HORMONAL EFFECTS ON CALCIFICATION AND BONE DEVELOPMENT IN THE CHICK EMBRYO

The ability of parathyroid hormone (PTH), calcitonin (CT) and the vitamin D metabolites 25-hydroxycholecalciferol (25 D-3) and 1,25-dihydroxycholecalciferol (1,25D-3) to stimulate calcium release from embryonic chick bone was assessed in vitro. Limb bones from embryos of twelve days of incubation were chosen as targets for the hormones because this is the start of the increased calcium movement from the shell into the embryonic circulation. The calcium is then used by the embryo for skeleton formation.

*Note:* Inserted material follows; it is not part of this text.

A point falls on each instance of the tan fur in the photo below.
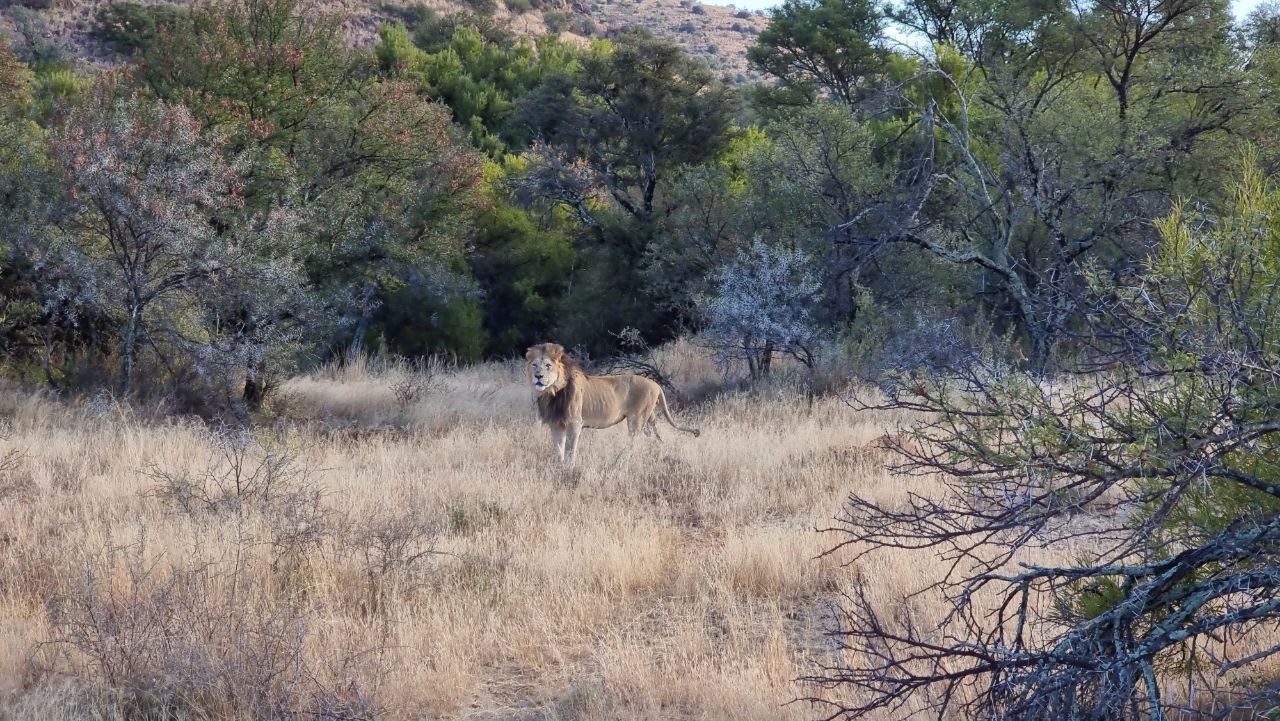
(570, 400)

Homogenates of parathyroid glands from adult turtles, Chrysems picta and C. scripta were capable of stimulating the release of previously incorporated calcium-45 from the bones after 8, 24 and 72 hours of incubation in vitro. At 8 hours, all doses increased calcium release 90%. At 24 and 72 hours, the responses to the homogenate were dose-dependent. An estimate of 1.25 IU/gland of turtle PTH was made based on a comparison of the stimulatory capacities of turtle PTH and bovine PTH. These two hormones produced parallel dose-response curves in this system.

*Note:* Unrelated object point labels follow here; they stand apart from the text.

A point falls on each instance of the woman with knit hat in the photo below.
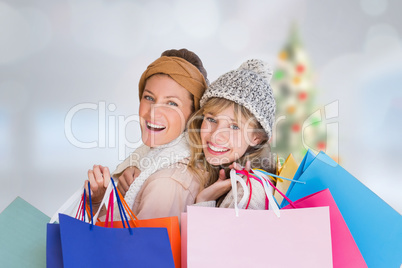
(231, 130)
(155, 177)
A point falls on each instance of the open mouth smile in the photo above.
(213, 149)
(154, 127)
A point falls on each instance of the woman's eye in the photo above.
(148, 98)
(210, 119)
(173, 103)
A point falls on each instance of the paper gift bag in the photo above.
(183, 240)
(170, 223)
(288, 170)
(22, 235)
(54, 255)
(345, 252)
(86, 245)
(216, 237)
(307, 159)
(375, 226)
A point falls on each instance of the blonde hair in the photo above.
(259, 156)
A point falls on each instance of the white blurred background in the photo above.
(55, 55)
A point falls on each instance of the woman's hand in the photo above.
(127, 178)
(216, 190)
(99, 178)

Addition of bovine PTH to prelabeled bone cultures resulted in a significant increase in the release of calcium-45 into the culture medium after 24, 48 and 72 hours incubation. Maximal resorption occurred at 48 hours incubation. Low doses of salmon CT decreased the calcium-45 release from bone but higher doses of salmon CT significantly increased calcium-45 release. When bones were incubated with both bovine PTH and salmon CT, the amount of calcium-45 release was consistently less than that caused by the bovine PTH alone. Escape from salmon CT inhibition of PTH-mediated resorption may have occurred at 72 hours of incubation.

When 25D-3 and 1,25D-3 were assessed for their ability to stimulate calcium release in the assay, it was found that both metabolites produced significant calcium-45 releases into the medium after 24 and 48 hours incubation. The response to the metabolites was always greater at 48 hours than the response seen at 24 hours and a clear dose-dependency was evident at the end of 48 hours of incubation. 1,25D-3 was shown to be the more potent resorption-inducing agent at all concentrations of the metabolites that were tested. These concentrations were within the circulating range of vitamin D metabolites in chick embryo plasma.

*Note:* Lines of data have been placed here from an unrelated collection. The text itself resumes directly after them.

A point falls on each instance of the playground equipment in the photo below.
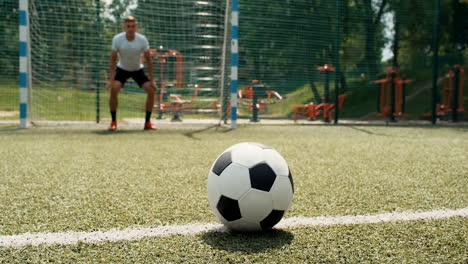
(326, 108)
(171, 102)
(452, 94)
(391, 94)
(254, 98)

Parathyroid glands from chick embryos of 12-20 days of incubation were homogenized and assayed for calcium-mobilizing ability in the chick bone culture system. At all ages tested, the glands were shown to contain a calcium-mobilizing substance. The potency of the gland homogenates increased between days 12-16 of incubation, dropped on day 17, remained low on days 18 and 19, and returned to the day 16 level by the 20th day. This reduction in calcium-mobilizing ability may correspond with the release of CT from the embryonic chick parathyroid glands which occurs during the later stages of incubation. The calcium-mobilizing substance present in the homogenates was not subject to structural analysis so it is not possible to state with certainty that it is PTH. Gland homogenates produced dose-response curves parallel to that of the response to bovine PTH and this is a good indication that PTH was being measured in the assay.

These experiments suggest that embryonic bone is responsive to hormonal stimulation as early as day 12 incubation. The time course of limb development in the embryo can be correlated with the presence of PTH, CT and vitamin D in the embryo. This fact, taken together with the responses of the embryo to the hormones in other putative targets suggests that hormones are involved in bone formation in the avian embryo.